Basically every GPU server uses 1 kW (about 1 space heater), which puts into perspective just how much computing power is available at these data centers. Running a GPU continuously at home would need 24 kWh/day, so with > 20% efficiency panels that's 4.5*.2 = 0.9 kWh/m2 per day, so 26.67 m2, so at 2 m2 per commercial solar panel and assuming that my math is right: that's about 14 panels considering nights and seasons.
It's interesting to think just how many panels it takes to run a GPU or space heater continuously, even when they put out 500 W or 250 W/m2 peak. And how cheap that electricity really is when it's sold for on the order of $0.15 per kWh, or $3.60 per day.
I've found that the very best way to save on your electric bill is to have a few south-facing slider doors and windows, which is like running a space heater every square meter of window. There's just no way that any other form of power generation can compete with that. Also, I feel that we're doing it wrong with solar.
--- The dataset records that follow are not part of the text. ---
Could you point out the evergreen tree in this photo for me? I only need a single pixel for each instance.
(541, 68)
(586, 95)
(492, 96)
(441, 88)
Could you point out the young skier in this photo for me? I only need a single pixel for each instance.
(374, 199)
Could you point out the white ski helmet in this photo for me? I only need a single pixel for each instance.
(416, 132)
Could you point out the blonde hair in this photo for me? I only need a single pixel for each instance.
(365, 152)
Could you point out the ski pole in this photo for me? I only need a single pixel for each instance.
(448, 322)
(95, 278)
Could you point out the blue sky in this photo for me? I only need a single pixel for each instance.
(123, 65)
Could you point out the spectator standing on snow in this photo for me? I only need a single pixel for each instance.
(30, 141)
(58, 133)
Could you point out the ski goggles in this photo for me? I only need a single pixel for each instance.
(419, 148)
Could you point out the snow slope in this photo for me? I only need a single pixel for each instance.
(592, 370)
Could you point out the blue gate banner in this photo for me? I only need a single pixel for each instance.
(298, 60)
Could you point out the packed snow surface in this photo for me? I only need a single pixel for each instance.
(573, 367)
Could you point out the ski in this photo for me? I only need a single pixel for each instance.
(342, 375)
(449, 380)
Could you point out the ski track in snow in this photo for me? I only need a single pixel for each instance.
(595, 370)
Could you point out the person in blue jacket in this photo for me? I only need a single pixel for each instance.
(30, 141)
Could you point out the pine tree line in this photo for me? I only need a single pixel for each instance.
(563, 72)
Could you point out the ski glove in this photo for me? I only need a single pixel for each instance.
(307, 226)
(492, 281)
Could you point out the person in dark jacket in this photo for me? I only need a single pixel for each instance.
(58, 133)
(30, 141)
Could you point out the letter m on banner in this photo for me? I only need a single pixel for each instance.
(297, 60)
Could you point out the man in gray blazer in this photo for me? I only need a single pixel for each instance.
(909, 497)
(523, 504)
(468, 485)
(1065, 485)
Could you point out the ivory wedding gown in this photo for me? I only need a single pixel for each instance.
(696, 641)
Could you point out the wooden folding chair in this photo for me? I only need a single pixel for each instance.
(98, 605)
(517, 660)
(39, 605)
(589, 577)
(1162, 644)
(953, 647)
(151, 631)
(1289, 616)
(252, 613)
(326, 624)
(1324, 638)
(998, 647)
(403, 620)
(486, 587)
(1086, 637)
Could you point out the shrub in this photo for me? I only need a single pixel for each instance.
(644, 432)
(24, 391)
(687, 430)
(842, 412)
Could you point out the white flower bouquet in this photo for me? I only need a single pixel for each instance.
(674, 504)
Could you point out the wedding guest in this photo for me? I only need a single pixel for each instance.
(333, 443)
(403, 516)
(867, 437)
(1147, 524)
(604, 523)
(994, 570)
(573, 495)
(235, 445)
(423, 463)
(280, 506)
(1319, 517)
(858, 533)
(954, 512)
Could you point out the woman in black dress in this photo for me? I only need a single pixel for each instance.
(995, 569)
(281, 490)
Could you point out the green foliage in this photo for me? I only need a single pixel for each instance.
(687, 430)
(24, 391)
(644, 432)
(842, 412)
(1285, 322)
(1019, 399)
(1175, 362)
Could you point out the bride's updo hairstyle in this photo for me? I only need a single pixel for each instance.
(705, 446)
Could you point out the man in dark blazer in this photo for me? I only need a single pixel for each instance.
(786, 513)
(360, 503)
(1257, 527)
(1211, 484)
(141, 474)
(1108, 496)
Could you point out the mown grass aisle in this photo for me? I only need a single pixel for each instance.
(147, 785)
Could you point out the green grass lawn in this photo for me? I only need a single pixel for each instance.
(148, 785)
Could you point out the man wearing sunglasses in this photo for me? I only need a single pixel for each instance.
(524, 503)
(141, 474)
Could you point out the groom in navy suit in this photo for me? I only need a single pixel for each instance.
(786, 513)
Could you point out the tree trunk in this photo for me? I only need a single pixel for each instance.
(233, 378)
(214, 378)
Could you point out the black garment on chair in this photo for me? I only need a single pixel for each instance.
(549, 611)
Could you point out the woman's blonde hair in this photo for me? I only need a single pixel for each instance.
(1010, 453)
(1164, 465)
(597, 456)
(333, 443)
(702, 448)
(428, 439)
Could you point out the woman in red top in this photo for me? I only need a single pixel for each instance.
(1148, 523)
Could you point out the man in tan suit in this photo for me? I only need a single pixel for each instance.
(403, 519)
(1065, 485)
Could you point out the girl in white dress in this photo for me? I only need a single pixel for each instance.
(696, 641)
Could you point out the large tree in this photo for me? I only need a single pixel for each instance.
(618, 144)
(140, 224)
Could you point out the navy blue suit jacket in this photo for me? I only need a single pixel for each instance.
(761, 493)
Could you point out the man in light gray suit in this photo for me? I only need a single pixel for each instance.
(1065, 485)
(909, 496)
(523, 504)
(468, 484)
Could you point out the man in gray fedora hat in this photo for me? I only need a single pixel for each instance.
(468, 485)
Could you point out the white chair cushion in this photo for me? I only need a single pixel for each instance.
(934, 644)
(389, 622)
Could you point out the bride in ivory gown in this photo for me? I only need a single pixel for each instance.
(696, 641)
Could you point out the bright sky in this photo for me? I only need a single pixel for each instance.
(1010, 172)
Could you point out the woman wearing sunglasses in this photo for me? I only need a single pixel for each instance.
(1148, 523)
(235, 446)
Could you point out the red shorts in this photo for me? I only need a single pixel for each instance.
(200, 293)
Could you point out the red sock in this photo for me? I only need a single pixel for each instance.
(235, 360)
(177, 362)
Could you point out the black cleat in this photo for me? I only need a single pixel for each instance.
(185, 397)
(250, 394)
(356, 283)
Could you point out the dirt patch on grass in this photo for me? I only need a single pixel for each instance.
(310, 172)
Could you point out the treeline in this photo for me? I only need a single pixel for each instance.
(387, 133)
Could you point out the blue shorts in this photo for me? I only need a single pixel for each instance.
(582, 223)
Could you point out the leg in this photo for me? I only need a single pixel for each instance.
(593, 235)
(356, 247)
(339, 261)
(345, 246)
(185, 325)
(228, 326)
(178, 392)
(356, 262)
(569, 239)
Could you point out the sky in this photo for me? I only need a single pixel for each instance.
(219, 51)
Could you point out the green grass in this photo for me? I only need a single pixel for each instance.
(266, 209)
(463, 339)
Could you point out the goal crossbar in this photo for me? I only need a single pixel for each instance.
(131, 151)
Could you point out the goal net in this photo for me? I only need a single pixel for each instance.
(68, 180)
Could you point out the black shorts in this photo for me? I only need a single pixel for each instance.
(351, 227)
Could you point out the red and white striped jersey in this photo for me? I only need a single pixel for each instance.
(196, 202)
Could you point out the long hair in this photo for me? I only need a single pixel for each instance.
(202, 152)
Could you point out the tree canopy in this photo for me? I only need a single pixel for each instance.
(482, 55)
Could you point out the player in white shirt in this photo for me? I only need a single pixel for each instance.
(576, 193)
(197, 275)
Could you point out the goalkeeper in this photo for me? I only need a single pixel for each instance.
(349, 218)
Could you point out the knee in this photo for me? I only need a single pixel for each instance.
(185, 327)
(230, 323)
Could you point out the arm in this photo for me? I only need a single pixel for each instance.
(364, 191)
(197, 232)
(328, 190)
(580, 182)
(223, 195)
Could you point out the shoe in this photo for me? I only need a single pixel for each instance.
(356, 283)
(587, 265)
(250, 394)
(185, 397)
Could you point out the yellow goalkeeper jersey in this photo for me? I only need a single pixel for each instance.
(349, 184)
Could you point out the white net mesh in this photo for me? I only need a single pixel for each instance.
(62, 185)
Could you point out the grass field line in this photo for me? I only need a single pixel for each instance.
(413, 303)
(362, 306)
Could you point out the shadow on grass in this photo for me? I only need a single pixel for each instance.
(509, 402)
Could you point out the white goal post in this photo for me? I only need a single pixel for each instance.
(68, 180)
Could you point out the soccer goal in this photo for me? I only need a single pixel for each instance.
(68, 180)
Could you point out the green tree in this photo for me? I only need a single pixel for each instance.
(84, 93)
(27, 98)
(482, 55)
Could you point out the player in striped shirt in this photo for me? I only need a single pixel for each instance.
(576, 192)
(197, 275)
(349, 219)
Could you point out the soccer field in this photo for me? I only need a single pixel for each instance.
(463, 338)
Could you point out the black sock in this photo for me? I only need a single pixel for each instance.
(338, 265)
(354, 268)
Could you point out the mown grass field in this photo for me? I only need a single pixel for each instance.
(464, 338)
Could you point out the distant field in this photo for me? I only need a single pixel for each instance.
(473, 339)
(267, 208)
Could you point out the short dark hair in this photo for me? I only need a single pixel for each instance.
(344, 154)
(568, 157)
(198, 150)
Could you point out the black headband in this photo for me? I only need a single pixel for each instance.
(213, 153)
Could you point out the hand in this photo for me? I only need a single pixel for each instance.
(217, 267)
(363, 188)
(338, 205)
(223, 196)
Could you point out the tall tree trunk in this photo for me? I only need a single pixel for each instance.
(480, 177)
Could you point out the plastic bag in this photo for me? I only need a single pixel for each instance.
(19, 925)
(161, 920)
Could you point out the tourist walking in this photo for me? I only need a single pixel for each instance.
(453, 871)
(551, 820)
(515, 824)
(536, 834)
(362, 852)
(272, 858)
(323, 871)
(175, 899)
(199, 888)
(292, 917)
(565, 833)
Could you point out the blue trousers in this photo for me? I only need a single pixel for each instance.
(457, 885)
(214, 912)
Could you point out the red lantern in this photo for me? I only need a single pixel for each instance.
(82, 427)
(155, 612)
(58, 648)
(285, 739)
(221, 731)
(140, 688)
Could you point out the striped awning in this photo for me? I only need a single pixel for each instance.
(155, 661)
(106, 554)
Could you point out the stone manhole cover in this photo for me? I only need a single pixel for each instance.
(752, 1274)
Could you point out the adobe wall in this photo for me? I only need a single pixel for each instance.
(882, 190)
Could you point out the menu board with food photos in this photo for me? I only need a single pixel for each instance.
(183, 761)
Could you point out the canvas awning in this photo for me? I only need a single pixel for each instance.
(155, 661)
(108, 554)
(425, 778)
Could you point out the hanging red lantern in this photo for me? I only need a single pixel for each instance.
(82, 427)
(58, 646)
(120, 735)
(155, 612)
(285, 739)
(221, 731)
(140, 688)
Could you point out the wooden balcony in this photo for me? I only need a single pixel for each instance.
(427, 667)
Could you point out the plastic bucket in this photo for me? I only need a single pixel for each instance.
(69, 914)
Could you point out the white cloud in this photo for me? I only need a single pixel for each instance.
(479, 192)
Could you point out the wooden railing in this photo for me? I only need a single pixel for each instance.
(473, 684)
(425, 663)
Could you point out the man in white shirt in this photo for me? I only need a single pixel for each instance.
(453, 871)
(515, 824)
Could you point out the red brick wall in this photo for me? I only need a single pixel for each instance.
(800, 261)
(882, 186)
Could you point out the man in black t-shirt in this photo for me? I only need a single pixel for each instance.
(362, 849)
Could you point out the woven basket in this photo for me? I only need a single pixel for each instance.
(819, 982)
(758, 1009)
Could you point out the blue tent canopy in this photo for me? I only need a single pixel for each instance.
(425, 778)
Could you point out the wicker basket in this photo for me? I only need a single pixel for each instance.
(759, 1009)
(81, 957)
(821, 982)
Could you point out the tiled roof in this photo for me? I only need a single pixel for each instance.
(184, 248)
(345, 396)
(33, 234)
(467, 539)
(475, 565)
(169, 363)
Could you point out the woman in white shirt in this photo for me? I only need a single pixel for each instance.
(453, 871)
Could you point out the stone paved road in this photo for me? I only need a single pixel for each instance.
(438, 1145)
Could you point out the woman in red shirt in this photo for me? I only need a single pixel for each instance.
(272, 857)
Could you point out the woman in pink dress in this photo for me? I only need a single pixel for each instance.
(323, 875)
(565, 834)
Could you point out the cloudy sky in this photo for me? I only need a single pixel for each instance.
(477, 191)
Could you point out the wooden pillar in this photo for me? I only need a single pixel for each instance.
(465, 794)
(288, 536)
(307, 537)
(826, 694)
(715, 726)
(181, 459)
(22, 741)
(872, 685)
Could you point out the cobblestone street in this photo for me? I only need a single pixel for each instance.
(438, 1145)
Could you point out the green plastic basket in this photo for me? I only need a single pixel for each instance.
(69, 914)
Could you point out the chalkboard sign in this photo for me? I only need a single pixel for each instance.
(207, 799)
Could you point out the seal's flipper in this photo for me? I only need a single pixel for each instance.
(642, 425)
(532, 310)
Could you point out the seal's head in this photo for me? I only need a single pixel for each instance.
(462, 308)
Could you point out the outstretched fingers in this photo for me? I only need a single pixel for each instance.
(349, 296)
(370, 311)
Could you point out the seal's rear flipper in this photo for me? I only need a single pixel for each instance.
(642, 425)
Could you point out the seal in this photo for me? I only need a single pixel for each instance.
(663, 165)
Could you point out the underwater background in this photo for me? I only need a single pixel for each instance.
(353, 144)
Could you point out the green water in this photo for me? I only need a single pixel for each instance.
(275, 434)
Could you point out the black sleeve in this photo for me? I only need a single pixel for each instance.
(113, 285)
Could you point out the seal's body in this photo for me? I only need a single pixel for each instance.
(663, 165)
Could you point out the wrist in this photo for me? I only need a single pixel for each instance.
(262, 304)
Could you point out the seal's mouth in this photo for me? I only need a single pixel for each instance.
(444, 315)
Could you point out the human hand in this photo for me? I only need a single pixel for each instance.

This analysis shows just how much better alternatives like trough solar and concentrated solar (mirrors towards solar panels) might be cost-wise. On an ironic note, solar panels now cost less than windows by area, and probably mirrors.
Heat Pump water heater running in heat pump only mode is a way better ROI if you’re looking to save some money on electricity.
Interesting breakdown for the UK where sunshine isn’t always plenty. If you have more sun this will be different.
Solar tracking trees seem to be an interesting way to get wintertime solar way up.